Of course, margaritas aren’t on the menu at the V.F.W., but I’ll tell you what is: Egg and Sausage Hot Pockets. For two bucks, Miss Cheery Pants will chuck one of those in the microwave for you.
Resisting the urge to be a smartass, I order a simple beer and quietly take my seat. Soon, the meeting in the next room breaks up, and the bar area is graced with two more customers. One is the president of the auxiliary. The other is a drunken old man who keeps saying things everyone laughs at even though none of it seems to make sense.
For example, when the cribbage-playing couple decides to leave, the old man says to the young man, “Nice hat!” The young man says, “Yeah, it keeps me pretty warm.” The old man then puts on his own hat and says, “The kitchen dampens acrylics,” or something like that, and the young couple laughs and says, “Yeah.” Then they look at each other, shrug their shoulders, and move along.
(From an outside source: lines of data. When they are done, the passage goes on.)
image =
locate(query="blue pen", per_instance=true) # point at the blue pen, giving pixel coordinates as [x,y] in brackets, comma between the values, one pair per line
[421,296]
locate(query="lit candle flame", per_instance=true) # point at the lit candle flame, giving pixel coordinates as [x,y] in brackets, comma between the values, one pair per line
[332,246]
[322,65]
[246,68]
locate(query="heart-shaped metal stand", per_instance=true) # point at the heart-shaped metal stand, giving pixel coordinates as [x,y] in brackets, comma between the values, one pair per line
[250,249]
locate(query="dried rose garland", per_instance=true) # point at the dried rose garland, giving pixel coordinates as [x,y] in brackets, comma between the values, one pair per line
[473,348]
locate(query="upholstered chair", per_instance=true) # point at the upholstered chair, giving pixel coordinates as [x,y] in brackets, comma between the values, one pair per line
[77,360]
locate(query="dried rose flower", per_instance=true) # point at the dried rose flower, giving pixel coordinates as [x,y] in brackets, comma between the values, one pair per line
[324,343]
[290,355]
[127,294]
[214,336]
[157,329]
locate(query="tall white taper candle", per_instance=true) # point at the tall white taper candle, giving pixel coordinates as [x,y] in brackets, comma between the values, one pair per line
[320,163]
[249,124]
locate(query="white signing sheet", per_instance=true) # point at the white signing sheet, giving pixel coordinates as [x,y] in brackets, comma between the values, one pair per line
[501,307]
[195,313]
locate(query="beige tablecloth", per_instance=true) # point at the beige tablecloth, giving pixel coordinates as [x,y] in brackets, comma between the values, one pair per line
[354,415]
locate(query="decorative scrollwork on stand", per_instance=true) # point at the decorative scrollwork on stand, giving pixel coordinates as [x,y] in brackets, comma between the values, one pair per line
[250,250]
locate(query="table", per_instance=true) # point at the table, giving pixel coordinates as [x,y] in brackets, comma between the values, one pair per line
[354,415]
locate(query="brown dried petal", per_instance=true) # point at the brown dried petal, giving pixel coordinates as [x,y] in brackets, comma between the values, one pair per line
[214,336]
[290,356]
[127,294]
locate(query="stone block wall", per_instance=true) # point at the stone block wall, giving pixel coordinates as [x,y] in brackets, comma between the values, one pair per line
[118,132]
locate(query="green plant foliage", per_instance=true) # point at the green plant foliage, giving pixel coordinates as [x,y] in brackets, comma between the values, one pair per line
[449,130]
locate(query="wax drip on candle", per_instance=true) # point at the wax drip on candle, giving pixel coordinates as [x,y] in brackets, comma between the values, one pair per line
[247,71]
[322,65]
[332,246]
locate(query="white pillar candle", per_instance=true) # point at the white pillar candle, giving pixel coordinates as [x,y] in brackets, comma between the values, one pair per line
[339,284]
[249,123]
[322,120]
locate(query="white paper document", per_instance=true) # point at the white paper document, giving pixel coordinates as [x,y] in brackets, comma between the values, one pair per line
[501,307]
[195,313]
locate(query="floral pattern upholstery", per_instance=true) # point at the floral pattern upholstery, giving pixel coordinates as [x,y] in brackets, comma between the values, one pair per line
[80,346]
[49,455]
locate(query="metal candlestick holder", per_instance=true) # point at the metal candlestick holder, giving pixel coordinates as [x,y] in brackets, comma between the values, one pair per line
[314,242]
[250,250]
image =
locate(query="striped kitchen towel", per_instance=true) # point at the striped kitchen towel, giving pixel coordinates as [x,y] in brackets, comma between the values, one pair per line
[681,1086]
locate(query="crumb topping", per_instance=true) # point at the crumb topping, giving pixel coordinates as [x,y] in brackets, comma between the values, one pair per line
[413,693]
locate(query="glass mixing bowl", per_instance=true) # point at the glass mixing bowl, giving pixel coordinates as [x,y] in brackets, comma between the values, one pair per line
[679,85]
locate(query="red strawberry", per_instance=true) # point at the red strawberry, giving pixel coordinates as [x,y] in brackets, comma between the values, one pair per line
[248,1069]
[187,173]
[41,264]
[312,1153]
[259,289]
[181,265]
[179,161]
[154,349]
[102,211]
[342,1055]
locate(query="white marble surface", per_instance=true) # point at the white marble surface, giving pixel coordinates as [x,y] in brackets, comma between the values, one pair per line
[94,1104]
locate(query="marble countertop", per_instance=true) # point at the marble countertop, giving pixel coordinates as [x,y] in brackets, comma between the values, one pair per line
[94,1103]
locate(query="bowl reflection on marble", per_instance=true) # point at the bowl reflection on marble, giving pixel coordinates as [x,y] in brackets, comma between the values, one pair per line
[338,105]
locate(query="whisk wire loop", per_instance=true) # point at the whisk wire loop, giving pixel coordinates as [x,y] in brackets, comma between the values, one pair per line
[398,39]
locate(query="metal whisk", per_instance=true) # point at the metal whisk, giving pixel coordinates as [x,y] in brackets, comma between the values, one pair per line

There is, however, one thing the old man says that I understand. When the auxiliary president mentions paying $48 per month for electricity, the old man counters that he only pays $18 per month. She asks if the old man waits for the sun to come up every morning before he reads the paper, so he doesn’t have to turn on a light. He says he does. “At night I go to the bar and use their electricity,” he adds. “Suckers.”
I was here a few months ago when someone asked a different volunteer bartender why there wasn’t a sign in front of the building or at least a neon “open” light. She gave a pretty good answer: “Because there are too many goddamn thieves around.” Still, a guy at the bar who was on his way to a meeting in the basement promised he would bring up the lack of signage. He was made fun of the moment he left the room.
“There goes the next commander of the V.F.W.,” a guy at the bar joked. “We’ll be smoking pot and banging whores in the basement in no time.”
“I can’t smoke that stuff,” the bartender interjected. “It makes me giggle too much.”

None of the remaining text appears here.